The RFA builds on momentum generated at an Industry Day held May 27 in Idaho Falls, which drew strong commercial interest and prompted extensive discussion among nuclear technology developers and federal officials. That turnout reinforced the department's confidence that the private sector is prepared to make a serious, long-term investment in domestic used fuel recycling capability.
With the application period now closed, federal evaluators will begin reviewing submissions. The selected offeror(s) will receive a long-term lease of prime federal land at the Idaho Nuclear Technology and Engineering Center (INTEC) — the same site where the United States operated reprocessing facilities during the Cold War — and will be responsible for the full lifecycle of the new facility, from design and financing through construction, operations, and eventual decommissioning.
The chosen partner or partners will be positioned to lead the effort to unlock value from EM's used fuel inventory, supplying HALEU for advanced reactors that utilities, technology developers and national security programs are increasingly counting on as demand for nuclear-generated electricity accelerates nationwide.

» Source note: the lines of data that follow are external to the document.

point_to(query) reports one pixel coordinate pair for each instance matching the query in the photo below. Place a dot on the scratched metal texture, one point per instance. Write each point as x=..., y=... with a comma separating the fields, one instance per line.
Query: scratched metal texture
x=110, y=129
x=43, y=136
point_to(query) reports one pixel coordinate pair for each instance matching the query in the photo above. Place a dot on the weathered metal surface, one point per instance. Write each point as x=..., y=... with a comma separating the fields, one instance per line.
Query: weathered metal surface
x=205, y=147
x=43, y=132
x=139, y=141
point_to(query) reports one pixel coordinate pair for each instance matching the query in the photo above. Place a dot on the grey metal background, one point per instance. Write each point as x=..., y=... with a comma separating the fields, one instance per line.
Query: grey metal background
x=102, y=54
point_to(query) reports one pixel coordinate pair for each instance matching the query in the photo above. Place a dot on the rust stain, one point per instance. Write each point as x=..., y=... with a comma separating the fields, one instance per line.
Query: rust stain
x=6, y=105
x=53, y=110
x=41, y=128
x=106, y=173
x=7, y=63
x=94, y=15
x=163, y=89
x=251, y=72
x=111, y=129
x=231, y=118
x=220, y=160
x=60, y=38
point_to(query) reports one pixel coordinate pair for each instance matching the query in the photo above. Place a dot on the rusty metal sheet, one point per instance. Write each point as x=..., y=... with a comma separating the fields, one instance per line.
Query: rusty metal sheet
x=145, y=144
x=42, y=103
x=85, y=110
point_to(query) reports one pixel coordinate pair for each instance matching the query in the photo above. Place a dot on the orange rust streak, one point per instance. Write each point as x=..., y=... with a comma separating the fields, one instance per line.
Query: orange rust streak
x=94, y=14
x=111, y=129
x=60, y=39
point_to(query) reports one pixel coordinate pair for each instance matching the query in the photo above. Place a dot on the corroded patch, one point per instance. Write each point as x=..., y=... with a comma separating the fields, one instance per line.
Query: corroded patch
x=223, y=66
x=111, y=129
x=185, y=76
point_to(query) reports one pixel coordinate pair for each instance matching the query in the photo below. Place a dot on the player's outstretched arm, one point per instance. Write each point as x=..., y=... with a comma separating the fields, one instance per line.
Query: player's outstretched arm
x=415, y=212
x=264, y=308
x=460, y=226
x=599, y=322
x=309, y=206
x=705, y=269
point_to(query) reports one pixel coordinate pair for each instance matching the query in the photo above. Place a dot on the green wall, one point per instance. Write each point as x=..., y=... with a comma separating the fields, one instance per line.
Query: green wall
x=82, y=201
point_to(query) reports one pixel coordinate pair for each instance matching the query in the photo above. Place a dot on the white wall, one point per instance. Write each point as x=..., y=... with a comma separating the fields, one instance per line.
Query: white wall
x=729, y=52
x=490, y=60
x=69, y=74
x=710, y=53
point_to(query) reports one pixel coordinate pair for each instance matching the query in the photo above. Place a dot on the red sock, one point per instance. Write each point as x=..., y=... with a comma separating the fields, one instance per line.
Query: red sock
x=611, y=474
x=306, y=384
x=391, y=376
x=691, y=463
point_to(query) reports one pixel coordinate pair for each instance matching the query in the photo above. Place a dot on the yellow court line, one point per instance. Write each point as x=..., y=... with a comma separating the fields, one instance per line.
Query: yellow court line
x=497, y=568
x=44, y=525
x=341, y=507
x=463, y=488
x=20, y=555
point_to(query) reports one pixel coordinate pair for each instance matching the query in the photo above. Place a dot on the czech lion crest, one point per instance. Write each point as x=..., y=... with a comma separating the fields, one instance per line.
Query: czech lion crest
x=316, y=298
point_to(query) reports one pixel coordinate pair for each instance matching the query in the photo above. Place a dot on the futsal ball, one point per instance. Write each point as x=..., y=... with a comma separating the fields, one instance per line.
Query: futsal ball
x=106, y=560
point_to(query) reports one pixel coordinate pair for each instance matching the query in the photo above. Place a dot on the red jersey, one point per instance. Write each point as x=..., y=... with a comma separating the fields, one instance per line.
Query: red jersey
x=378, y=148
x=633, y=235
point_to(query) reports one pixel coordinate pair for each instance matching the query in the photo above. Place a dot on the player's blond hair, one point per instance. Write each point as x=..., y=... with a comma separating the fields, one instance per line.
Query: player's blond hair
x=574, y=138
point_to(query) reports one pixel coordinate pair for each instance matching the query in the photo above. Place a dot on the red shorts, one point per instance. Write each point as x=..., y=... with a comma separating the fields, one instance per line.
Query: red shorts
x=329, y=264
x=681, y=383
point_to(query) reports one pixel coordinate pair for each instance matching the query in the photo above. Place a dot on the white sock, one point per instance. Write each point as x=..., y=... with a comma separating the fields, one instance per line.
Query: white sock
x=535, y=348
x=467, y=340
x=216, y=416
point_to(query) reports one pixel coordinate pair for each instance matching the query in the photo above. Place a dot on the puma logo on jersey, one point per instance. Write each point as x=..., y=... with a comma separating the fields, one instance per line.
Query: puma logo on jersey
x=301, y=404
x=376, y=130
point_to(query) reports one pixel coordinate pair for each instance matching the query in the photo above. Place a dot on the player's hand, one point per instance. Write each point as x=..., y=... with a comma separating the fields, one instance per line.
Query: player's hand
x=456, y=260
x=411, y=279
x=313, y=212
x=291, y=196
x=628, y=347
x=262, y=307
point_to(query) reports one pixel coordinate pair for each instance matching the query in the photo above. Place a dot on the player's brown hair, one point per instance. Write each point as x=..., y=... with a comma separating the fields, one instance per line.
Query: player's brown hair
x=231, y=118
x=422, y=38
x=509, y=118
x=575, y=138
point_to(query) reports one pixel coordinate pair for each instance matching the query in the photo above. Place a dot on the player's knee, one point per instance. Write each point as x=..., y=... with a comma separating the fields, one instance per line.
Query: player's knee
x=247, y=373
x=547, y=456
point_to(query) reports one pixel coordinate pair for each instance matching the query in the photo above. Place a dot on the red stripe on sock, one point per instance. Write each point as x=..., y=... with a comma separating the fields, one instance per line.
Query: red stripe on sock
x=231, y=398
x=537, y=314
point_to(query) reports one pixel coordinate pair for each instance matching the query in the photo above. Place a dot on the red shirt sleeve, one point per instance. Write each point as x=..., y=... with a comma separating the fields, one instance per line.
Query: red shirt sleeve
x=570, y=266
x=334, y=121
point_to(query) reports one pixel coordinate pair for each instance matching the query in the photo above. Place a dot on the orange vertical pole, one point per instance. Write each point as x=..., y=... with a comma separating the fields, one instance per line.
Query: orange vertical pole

The initiative is a direct outgrowth of executive action. President Donald Trump's executive orders directing the Department of Energy to identify uranium and plutonium materials suitable for recycling into reactor fuel, and to rebuild the domestic nuclear industrial base, provided the policy foundation for the RFA.
Selecting a partner for the Idaho recycling demonstration will mark a concrete step toward fulfilling both directives while reinforcing the administration's broader goal of strengthening American energy independence and reducing reliance on foreign sources of enriched uranium.
As the department moves into the evaluation phase, the work being done in Idaho is laying the groundwork for a new era in America's nuclear renaissance, one in which used nuclear fuel, long treated solely as a waste management challenge, becomes a foundation for the next generation of American nuclear power.